Variations of very various volumes, natural visitors, have ended from the vast valleys
when we were wanting, when we were without wide wild waters.

XVII

You are the part of the great season, and you have been seen many years and from far way to your present beauty that is much in your
zest, and one that then failed to cry with them over the nervous world.

Each line tries to have all the words start with the same letter of the alphabet, A through Z. It was generated with a recursive neural network trained on public domain naturalist guides and essays.

Something I like about generated poetry, when it works well, is the way the juxtaposition of unexpected imagery creates new ideas.

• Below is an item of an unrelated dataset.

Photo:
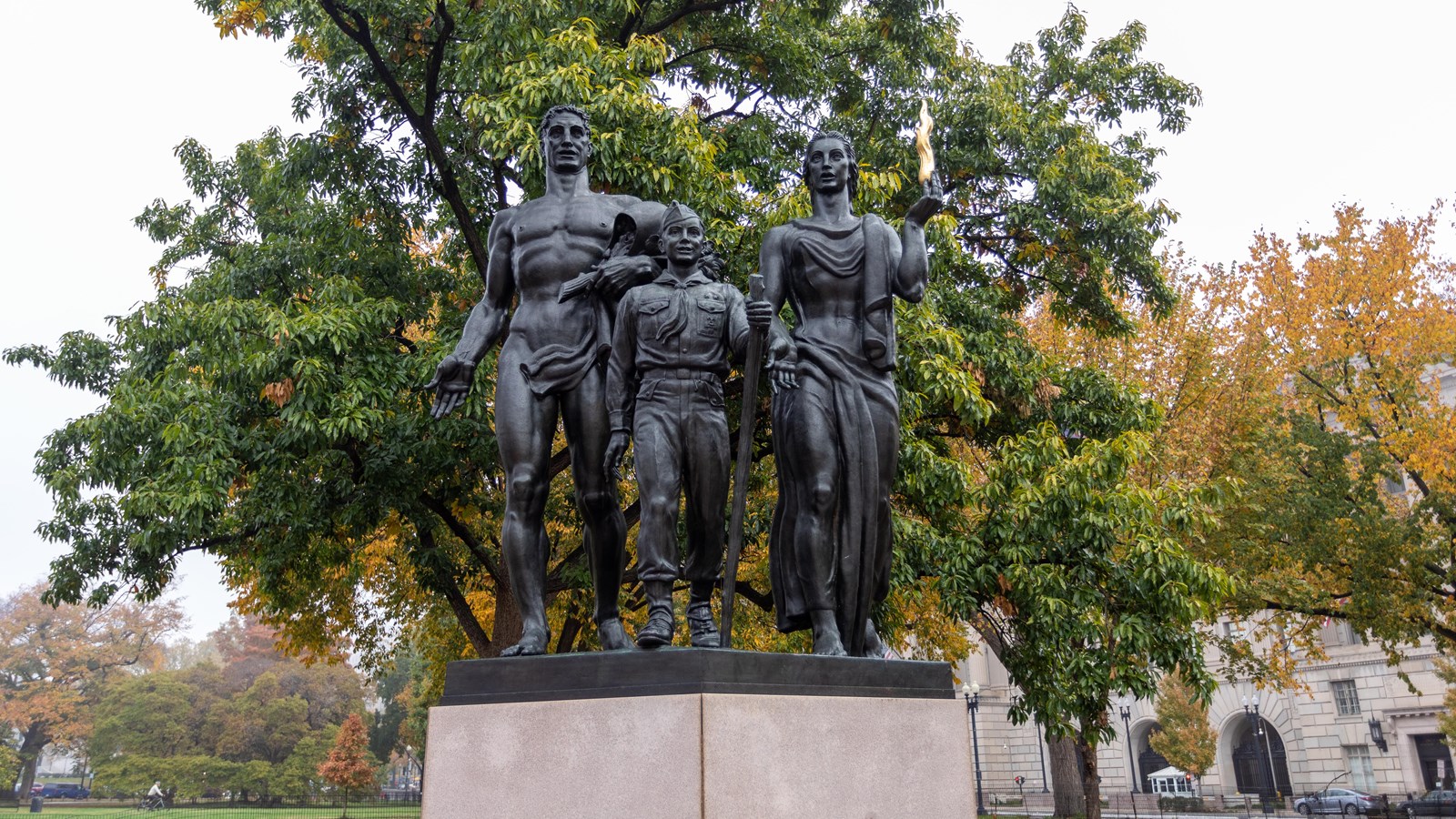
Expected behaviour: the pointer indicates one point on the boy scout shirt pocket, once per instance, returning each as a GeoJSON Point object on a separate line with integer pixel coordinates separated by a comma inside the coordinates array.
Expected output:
{"type": "Point", "coordinates": [711, 314]}
{"type": "Point", "coordinates": [650, 314]}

This is often more about the reader than about the writer: the generator doesn’t understand the kind of picture that a line like

Glaciers grew in the gloomy gardens; grow to note that grave glade, that ally, but growing grasses gracefully between glared grassy green-gray. 

implies to the reader: I see a cold spring, where the surviving ice that shelters in shadows of a copse of trees is contrasted by the emerging grass.

On the other hand, the neural network understands something about the relationship of these words. In a similar way to how the S+7 OuLiPo formula changes the words but not the semantic structure, the neural network preserves underlying relationships between the words, relationships that it describes in its alien hundred-dimensional classification.